Arizona Capitol Reports Staff//September 19, 2008//[read_meter]
Arizona Capitol Reports Staff//September 19, 2008//[read_meter]
The 9th Circuit Court of Appeals upheld Arizona’s employer sanctions law, which penalizes businesses that knowingly hire illegal immigrants and requires them to verify the employment status of their workers.
But the Sept. 17 ruling by a three-judge panel may not be the last word on the matter.
The business and Hispanic groups that filed the lawsuit and contended the state law infringes on federal powers and violates the due-process rights of employers may decide to seek an en banc review, in which 11 judges on the 9th Circuit Court of Appeals would hear arguments in the case and issue a ruling.
Court rules permit such a hearing only if the decision of the initial appeals panel conflicts with a Supreme Court decision, if it conflicts with an earlier ruling by the 9th Circuit, or if the case involves an especially important point of law.
David Jones, president of the Arizona Contractors Association, one of the plaintiffs in the suit, pointed to a June ruling by the 9th Circuit — which came four days after attorneys gave oral arguments in the employer sanctions challenge — that said an employer is not justified in firing an employee solely on the basis of receiving a letter from the Social Security Administration stating the employee’s Social Security number does not match the federal database.
That decision, Jones said, seems to contradict the court’s ruling to uphold the sanctions law, which requires Arizona employers to fire employees who are determined unauthorized to work by the federal E-Verify employment eligibility database.
“I’m not a lawyer, but it’s confusing to me,” he said.
A spokesman for the 9th Circuit Court said the plaintiffs in the sanctions challenge can file a motion asking the case to be reconsidered. If the three-judge panel that ruled previously in the suit decides against reconsideration, the matter may be taken up for an en banc review if a majority of the active judges — excluding those on the three-judge panel — votes to accept it.
The spokesman said there are 27 active judges in the 9th Circuit Court, meaning 24 would be eligible to vote for an en banc review, and the lawsuit would need the support of 13 judges to secure a hearing before the larger panel.
Rep. Russell Pearce, who spearheaded the effort to enact a state law to punish businesses for hiring illegal immigrants, said the ruling and the case Jones cited are distinctly different.

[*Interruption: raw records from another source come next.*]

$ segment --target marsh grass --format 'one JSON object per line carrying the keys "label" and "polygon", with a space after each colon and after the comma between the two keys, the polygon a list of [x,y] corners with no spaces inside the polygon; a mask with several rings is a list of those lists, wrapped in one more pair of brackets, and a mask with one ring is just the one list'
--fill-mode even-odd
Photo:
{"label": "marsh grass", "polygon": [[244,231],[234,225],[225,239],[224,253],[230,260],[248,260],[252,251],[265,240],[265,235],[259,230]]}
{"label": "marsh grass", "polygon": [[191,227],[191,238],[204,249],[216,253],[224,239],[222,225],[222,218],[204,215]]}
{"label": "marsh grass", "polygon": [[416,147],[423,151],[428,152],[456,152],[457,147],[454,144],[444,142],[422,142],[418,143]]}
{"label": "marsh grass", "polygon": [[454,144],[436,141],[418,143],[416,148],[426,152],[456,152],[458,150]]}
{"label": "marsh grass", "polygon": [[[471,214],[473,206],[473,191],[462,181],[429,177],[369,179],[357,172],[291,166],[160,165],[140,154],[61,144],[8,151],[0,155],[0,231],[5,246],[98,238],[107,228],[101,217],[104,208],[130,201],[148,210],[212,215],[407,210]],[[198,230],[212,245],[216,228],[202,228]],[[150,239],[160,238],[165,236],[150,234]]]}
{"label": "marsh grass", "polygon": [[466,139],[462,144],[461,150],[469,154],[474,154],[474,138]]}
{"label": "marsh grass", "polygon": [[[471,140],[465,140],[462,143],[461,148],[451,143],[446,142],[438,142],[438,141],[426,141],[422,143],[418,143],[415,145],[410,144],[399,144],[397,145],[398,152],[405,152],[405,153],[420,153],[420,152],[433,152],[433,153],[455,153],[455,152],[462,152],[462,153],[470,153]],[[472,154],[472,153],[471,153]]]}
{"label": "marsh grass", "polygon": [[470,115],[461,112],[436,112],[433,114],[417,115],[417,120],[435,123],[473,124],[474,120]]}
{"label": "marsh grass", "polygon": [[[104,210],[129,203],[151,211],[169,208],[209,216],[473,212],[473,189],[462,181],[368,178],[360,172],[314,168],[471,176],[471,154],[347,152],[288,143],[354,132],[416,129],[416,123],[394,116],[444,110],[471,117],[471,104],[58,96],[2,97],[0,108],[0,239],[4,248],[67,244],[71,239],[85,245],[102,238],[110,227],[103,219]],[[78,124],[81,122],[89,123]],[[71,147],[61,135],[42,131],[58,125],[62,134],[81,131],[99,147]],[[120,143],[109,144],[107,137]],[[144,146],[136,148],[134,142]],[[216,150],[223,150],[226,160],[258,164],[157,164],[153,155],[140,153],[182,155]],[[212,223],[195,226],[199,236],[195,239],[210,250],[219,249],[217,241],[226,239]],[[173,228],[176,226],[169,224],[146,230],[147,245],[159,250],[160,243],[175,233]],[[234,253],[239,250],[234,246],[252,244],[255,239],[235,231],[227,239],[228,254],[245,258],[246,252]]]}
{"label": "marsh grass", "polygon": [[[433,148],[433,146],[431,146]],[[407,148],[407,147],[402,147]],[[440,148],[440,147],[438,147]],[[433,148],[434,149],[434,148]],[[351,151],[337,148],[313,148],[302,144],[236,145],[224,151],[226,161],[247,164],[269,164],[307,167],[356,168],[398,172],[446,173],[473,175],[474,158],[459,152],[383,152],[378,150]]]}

The Mesa Republican said the state sanctions law requires use of the federal E-Verify system that screens employees through federal databases to ensure they are eligible to work. While it does use information from the Social Security database, it also accesses data from the Department of Homeland Security.
Additionally, Pearce said, employees who receive a “tentative non-confirmation” from E-Verify are given eight days to challenge that finding and correct any errors in the federal databases. During that time, the employers are prohibited from taking any adverse action against the employee.
“They may try that,” Pearce said of an en banc review and an argument based on the Aramark case, “but they know they’ll lose there, too.”
The three-judge panel ruled that federal law does not pre-empt the state from penalizing businesses by suspending or revoking their licenses to operate if they are convicted of knowingly hiring illegal immigrants.
However, the ruling left the door open for other challenges to the law, noting that no businesses have been prosecuted in the nearly nine months the law has been on the books.
“If and when the statute is enforced, and the factual background is developed, other challengers to the (law) as applied in any particular instance or manner will not be controlled by our decision,” Judge Mary M. Schroeder wrote in the ruling.
Lawyers for the state argued that the federal statute allows states to take licensing actions against violators even though federal hiring law prevents states from imposing civil or criminal penalties against businesses for illegal hirings. The appellate court agreed with that argument.
Pearce called the ruling a victory.
“You know what? Even the 9th Circuit gets things right every once in a while. What a great ruling,” he said.
Jones said he wasn’t surprised by the ruling, given the hostility the judges showed toward the arguments against the law when attorneys presented their cases before the San Francisco court in June.
“I didn’t hear any comments from any of the judges on the panel that they favored any of our arguments on our case,” he said.